Depuis quelques décennies, instruits par les découvertes scientifiques, nous savons que l’humanité, fruit de l’évolution, est une espèce animale parmi d’autres. La conscience de notre parenté avec le reste des vivants nous rend de plus en plus attentifs aux ressemblances et donc toujours plus sensibles aux souffrances des animaux. Nous allons jusqu’à leur accorder des droits et, pour les respecter, il nous arrive de renoncer à notre nature omnivore. Ce parti pris cohabite avec notre interrogation sur les pouvoirs humains/surhumains des robots et coïncide avec la mise en avant de la problématique des « genres ». Notre représentation de l’humaine condition est en pleine crise.
Cette crise de la représentation est liée au manque de confiance en soi qui affaiblit plusieurs d’entre nous. Une vision trouble sur la condition humaine ébranle notre assise intérieure, ce point d’Archimède qui permet de porter ce qui est pesant et d’entreprendre ce qui est risqué. L’explication scientifique, tant appréciée aujourd’hui, ne saurait fournir ce foyer d’équilibre et d’élan car elle déplie les choses de l’extérieur sans jamais atteindre notre noyau existentiel. Les recherches sur l’intelligence robotique, portant sur des modes opératoires étrangers au vif de notre sujet, ne sauraient nous informer sur l’essentiel de notre existence. Quant aux catégorisations identitaires, actuellement en vogue, elles sont indifférentes à la façon dont chacun vit son rapport à lui-même, à autrui, à l’amour et à la vie.
Parce qu’elle est approfondissement infatigable de la condition humaine, l’approche philosophique est éclairante. En plaçant l’humanité à la fois « dans » et « hors » l’animalité, elle nous fournit une assise à la fois sûre et souple. Vertébré supérieur, doté d’intelligence comme beaucoup d’animaux, l’homme est pourtant le seul vivant à pouvoir donner forme et couleurs à sa vie. Seul à « exister », diront certains philosophes en soulignant le « ex », l’aptitude à s’extraire des conditions physiques et biologiques, à les dépasser par la compréhension et par l’action. L’aptitude à dépasser ce qui est donné coïncide avec la ressource énigmatiquement exceptionnelle dont dispose tout être humain.

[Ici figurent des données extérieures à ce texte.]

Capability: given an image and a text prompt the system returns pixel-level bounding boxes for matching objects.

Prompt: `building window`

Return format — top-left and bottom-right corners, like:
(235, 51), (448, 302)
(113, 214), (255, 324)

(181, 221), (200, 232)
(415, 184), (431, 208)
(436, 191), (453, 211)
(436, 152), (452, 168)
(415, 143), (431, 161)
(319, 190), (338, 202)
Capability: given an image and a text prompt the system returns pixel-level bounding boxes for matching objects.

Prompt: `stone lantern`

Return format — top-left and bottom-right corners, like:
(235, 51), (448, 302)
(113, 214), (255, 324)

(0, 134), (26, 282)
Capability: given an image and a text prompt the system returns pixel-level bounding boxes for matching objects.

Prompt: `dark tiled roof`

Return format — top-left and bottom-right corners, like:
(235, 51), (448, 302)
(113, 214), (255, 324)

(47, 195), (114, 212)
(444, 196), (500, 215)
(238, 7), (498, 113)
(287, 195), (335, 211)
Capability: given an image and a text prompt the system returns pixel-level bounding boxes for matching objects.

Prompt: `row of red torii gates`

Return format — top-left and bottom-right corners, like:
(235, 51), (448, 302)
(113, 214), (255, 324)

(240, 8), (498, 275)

Cette ressource fait l’humanité de chaque individu – chacun porte en lui la capacité de convertir le donné en chemin personnel. Cette ressource nous rend collectivement aptes à fabriquer des artifices sophistiqués, à investiguer le fonctionnement de notre cerveau et à inventer des robots – l’apparition de notre espèce a un impact déterminant sur le cours des évolutions naturelles. Le potentiel de transformation qui définit notre humanité mérite notre confiance tout en exigeant notre attention. Donner confiance à ce « hors » c’est activer notre capacité d’inventer des issues, d’initier de nouveaux commencements, de créer l’inattendu, d’ouvrir la voie à l’inespéré.